De acordo com Lincoln, o Aedes aegypti é um grande desafio justamente porque sofre frequentes variações genéticas e consegue acionar genes resistentes a inseticidas a cada dois ou três anos. “São 4 bilhões de pessoas no mundo em risco de contrair doenças transmitidas por mosquitos. Para combatê-los, precisamos entender sua genética, e nós conseguimos fazer isso por meio da morfologia das asas, que é um método barato e eficiente”, aponta.

A análise das asas também pode ser útil para instituições que liberam mosquitos geneticamente modificados no ambiente com o objetivo de controlar doenças. Esses mosquitos, geralmente machos, entram na natureza para copular com as fêmeas, mas possuem alterações genéticas que impedem a reprodução.

“Essas empresas podem fazer um controle de qualidade dos mosquitos que produzem a partir dos dados da asa, que funciona como um indicador de nutrição de uma colônia – quanto melhor a alimentação dos insetos, maiores as asas. Assim, conseguem saber se os indivíduos modificados serão capazes de competir com os selvagens”, explica a primeira autora do artigo e curadora da Coleção Entomológica do Butantan, Flávia Virginio.

Inteligência artificial

Flávia e Lincoln também têm trabalhado, em parceria com pesquisadores brasileiros e estrangeiros, no desenvolvimento de um software de identificação automatizada de mosquitos por meio da foto da asa, utilizando um sistema de inteligência artificial (IA). Em estudo publicado em 2015 na revista Acta Tropica, Lincoln e outros colaboradores conseguiram usar uma rede neural artificial para identificar espécies de mosquito com base no formato da asa. As espécies foram identificadas corretamente, com taxas de precisão variando de 85% a 100%.

“A estratégia tem funcionado bem em nível teórico e estamos dialogando com algumas instituições para estabelecer uma parceria e conseguir, futuramente, desenvolver uma ferramenta. Nossa ideia é que seja possível fazer essa identificação usando um aplicativo de celular, por exemplo”, diz Lincoln.

Um trabalho de 20 anos

Desde que ingressou no Butantan, em 2004, Lincoln trabalha com mosquitos transmissores de doenças e morfologia de asas, tendo registrado e colecionado imagens ao longo dos anos. Quando surgiu a ideia de organizar essas informações em um banco de dados relacional, em 2011, foi Flávia que assumiu o projeto. Na época, ela fazia doutorado no Butantan; hoje, segue atuando na instituição com curadoria de dados, imagens e espécimes.

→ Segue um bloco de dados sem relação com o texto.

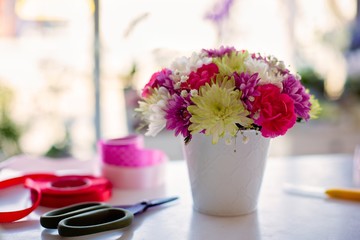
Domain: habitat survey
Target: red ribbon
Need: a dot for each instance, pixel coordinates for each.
(50, 190)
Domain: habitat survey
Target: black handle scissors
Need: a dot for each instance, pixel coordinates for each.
(93, 217)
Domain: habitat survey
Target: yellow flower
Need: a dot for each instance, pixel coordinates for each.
(217, 109)
(315, 108)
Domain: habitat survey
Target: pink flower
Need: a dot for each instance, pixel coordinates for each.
(275, 111)
(297, 92)
(159, 79)
(202, 76)
(177, 116)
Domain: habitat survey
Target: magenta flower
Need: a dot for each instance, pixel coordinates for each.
(177, 115)
(219, 52)
(159, 79)
(203, 75)
(293, 88)
(246, 83)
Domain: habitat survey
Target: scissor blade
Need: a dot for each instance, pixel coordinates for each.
(143, 206)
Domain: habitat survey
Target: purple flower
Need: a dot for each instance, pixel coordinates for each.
(246, 83)
(159, 79)
(297, 92)
(219, 52)
(177, 115)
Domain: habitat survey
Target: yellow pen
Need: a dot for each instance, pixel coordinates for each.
(338, 193)
(344, 193)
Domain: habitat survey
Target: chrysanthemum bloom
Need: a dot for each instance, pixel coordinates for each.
(219, 52)
(161, 78)
(233, 62)
(246, 83)
(203, 75)
(177, 115)
(216, 110)
(266, 74)
(297, 92)
(274, 110)
(153, 110)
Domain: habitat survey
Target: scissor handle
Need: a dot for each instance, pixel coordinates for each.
(95, 221)
(51, 219)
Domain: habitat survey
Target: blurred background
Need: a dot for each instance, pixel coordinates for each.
(71, 70)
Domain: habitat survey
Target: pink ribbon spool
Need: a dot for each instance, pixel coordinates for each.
(130, 166)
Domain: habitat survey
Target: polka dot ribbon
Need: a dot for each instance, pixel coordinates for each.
(129, 152)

Os dados estão disponíveis para pesquisadores de todo o mundo que estudam mosquitos, para profissionais de serviços de saúde que trabalham com monitoramento de insetos e até mesmo para a população geral. “Temos cerca de 2 mil imagens que já foram utilizadas em publicações científicas e estão livres para download para quem se interessar. A outra parte, por enquanto, deve ser solicitada via e-mail”, explica Lincoln.

O WingBank já foi utilizado por instituições de pesquisa do Brasil, Estados Unidos, China, Índia e Hungria.

Flávia explica que as lâminas que contêm as asas estão depositadas fisicamente na Coleção Entomológica do Butantan e também podem ser acessadas por cientistas. Além de ter atuado na construção do banco de dados, ela foi responsável por organizar e padronizar as amostras.

O estudo teve apoio da Coordenação de Aperfeiçoamento de Pessoal de Nível Superior (CAPES), do Conselho Nacional de Desenvolvimento Científico e Tecnológico (CNPq), da Fundação de Amparo à Pesquisa do Estado de São Paulo (FAPESP) e da Fundação Butantan.